Jorge Arthur Schneider Aranda
Jorge Arthur Schneider Aranda is a Researcher at the University of Vale do Rio dos Sinos (UNISINOS). Doctoral candidate in Applied Computing and Master’s degree in applied computing at the University of Vale dos Sinos, Graduated in Computer Science at the Feevale University. He has experience in machine learning, networks, Internet of Things, e-health, and ubiquitous computing.
Vitor Werner de Vargas
Vitor Werner de Vargas is a Master’s student, and researcher in Applied Computing at the University of Vale do Rio dos Sinos (Unisinos). He received his Bachelor’s degree in Electrical Engineering from Unisinos in 2020. His research interests include data analysis, machine learning, automated systems, smart grids, and power systems.

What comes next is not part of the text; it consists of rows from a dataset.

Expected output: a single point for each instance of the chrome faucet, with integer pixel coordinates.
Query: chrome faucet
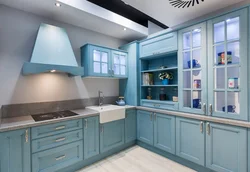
(101, 99)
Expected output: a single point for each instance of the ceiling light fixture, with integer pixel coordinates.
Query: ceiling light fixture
(57, 4)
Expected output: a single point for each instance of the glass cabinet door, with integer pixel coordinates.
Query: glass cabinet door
(192, 69)
(119, 66)
(227, 66)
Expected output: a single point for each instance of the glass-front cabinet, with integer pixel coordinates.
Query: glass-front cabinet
(192, 64)
(227, 66)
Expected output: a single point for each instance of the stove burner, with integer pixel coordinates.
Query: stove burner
(53, 115)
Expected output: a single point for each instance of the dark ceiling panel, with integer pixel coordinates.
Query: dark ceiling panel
(127, 11)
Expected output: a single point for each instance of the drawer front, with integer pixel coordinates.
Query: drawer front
(58, 158)
(57, 140)
(61, 127)
(159, 105)
(159, 45)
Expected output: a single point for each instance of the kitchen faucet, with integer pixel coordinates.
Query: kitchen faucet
(101, 99)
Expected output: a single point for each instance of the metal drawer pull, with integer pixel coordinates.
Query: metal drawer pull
(60, 139)
(60, 157)
(60, 127)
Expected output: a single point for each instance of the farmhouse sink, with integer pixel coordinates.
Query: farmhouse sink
(109, 113)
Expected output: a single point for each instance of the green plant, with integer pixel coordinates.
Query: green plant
(165, 75)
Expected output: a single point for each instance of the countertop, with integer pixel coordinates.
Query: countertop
(15, 123)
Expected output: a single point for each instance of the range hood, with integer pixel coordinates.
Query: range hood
(52, 53)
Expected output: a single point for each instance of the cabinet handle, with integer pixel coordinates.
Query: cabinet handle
(211, 109)
(86, 123)
(201, 127)
(208, 128)
(27, 136)
(60, 157)
(60, 139)
(60, 127)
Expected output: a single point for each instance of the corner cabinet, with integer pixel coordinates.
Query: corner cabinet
(103, 62)
(15, 152)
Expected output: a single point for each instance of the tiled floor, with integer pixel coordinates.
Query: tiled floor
(136, 159)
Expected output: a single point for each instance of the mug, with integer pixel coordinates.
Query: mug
(194, 63)
(230, 108)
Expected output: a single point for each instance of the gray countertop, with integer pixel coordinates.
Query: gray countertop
(15, 123)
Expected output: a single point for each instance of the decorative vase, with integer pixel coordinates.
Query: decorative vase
(165, 81)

Paulo Ricardo da Silva Pereira
Paulo Ricardo da Silva Pereira is a professor at University of Vale do Rio dos Sinos (Unisinos). He has worked with Power Systems since 1998 at Certaja, RGE, and CEEE. He received his M.Sc. and Ph.D. in Electrical Engineering from the Federal University of Santa Maria, Brazil, in 2009 and 2014, respectively. His research interests include power systems, renewable and distributed energy resources, power quality, embedded systems, and automation.

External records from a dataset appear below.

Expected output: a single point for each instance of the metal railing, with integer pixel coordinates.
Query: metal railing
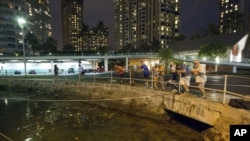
(222, 93)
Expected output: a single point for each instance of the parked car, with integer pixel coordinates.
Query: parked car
(100, 69)
(17, 72)
(32, 72)
(71, 70)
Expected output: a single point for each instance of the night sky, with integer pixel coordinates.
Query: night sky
(196, 15)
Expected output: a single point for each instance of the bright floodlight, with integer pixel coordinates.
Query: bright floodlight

Jorge Luis Victória Barbosa
Jorge Luis Victória Barbosa received an M.Sc. and Ph.D. in computer science from the Federal University of Rio Grande do Sul, Brazil. He conducted post-doctoral studies at Sungkyunkwan University (South Korea) and the University of California Irvine (USA). Jorge is a full professor at the University of Vale do Rio dos Sinos (UNISINOS), Brazil. His research interests include electric power components and systems.
Marcelo Pinto Vianna
Marcelo Pinto Vianna is an electrical engineer at Equatorial Energia. He has worked with power systems since 2004 at RGE, CEEE, and Equatorial. He received a master’s degree in electrical engineering from the Pontifical Catholic University of Rio Grande do Sul, Brazil, in 2009. His research interests include power systems, renewable and distributed energy resources, and power quality.